The troubled Indianapolis City Market is looking East for a new direction. This summer, its executive director, Jim Reilly, visited Philadelphia and Cleveland to observe their successful urban markets and seek pointers that might be applied here.

Self-sufficient with a $3.5 million annual budget and 5.2 million customers annually, Philadelphia’s Reading Terminal Market is what the Indianapolis City Market aspires to be. Located downtown with 78,000 square feet under roof, it opened its doors in 1892. Crowded inside, 80 full-time tenants and 12 part-timers sell a mix of fresh meat, seafood and produce along with a variety of prepared meals, from local favorites like cheese steaks to Italian, Greek and Mexican fare.

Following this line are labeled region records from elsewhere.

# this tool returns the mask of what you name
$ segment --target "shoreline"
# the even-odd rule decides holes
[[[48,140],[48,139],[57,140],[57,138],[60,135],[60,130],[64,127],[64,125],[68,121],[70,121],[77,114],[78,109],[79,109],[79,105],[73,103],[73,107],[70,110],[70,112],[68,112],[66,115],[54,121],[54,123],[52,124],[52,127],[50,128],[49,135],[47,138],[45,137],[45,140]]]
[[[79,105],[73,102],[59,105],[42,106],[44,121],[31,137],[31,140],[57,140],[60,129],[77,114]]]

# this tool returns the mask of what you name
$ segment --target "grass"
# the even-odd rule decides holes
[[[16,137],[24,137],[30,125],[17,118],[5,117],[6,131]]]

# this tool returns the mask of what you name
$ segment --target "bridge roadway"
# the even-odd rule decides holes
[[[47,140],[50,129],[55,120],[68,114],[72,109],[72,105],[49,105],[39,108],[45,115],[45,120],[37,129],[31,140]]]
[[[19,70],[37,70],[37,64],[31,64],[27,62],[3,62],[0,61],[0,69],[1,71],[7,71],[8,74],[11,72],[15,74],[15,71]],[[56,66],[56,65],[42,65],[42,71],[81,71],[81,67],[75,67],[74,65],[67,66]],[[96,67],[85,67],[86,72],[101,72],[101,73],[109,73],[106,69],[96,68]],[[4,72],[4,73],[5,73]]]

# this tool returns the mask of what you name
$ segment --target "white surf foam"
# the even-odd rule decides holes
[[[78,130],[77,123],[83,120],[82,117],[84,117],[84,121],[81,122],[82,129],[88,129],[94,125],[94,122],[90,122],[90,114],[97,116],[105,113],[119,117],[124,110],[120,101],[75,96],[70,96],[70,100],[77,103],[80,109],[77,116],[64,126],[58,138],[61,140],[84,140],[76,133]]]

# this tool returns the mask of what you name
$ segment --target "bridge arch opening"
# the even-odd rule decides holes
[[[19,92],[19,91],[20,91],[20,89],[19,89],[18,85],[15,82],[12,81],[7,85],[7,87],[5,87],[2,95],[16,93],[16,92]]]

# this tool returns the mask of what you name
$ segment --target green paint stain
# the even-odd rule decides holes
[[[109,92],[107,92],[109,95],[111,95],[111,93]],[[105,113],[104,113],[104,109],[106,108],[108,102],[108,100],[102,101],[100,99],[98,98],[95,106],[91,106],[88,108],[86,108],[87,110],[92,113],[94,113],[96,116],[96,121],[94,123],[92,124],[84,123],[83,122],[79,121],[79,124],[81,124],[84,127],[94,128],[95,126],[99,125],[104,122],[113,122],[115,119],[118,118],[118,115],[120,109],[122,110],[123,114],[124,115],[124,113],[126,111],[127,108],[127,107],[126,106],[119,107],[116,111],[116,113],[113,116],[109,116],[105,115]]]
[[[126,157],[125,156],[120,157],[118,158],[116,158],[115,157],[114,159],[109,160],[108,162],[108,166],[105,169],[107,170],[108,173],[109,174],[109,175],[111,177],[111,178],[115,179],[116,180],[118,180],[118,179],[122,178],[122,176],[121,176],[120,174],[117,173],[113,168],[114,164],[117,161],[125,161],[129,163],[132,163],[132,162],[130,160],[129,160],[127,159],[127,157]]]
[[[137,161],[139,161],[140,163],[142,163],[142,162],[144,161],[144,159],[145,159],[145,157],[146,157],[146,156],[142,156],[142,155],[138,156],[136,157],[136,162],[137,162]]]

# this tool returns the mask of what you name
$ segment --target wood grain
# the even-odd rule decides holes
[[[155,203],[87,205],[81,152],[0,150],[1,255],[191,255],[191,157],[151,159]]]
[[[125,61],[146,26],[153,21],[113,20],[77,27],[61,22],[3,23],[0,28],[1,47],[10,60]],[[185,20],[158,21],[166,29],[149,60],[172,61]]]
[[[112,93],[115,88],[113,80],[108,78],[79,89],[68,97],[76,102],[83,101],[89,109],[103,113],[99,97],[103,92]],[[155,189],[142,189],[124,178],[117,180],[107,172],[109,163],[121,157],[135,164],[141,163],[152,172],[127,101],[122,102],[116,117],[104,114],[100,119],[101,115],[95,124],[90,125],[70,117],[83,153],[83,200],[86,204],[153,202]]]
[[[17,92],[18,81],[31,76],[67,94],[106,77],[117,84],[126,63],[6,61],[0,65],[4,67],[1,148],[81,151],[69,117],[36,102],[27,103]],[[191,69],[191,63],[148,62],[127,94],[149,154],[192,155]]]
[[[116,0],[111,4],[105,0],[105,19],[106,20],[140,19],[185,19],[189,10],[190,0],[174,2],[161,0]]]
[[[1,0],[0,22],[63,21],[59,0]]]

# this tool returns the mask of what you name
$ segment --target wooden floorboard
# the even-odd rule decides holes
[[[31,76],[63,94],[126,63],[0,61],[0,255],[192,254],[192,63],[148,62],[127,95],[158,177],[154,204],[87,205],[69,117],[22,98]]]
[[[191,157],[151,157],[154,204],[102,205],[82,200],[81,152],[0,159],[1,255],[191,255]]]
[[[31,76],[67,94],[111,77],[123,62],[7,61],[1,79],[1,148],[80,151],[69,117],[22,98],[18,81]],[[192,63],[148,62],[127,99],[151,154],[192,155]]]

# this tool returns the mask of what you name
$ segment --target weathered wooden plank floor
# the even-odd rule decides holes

General Manager Paul Steinke said his market struggled in the 1970s and came close to closing. Philadelphia spent $35 million to fully restore the Reading Terminal Market in the mid 1990s. It benefits from Philadelphia’s downtown population—at 80,000, the third densest in the nation. Many residents shop there for groceries, and they come from all walks of life. Steinke said it’s common to see folks redeeming food stamps in line with clearly affluent shoppers, and a wide mix of locals mingling with tourists.

Reading Terminal enjoys several features City Market lacks, all of them contributing to its constant traffic flow. The famous Reading Railroad’s main passenger terminal was built above the market, so vendors have always had a reason to take root.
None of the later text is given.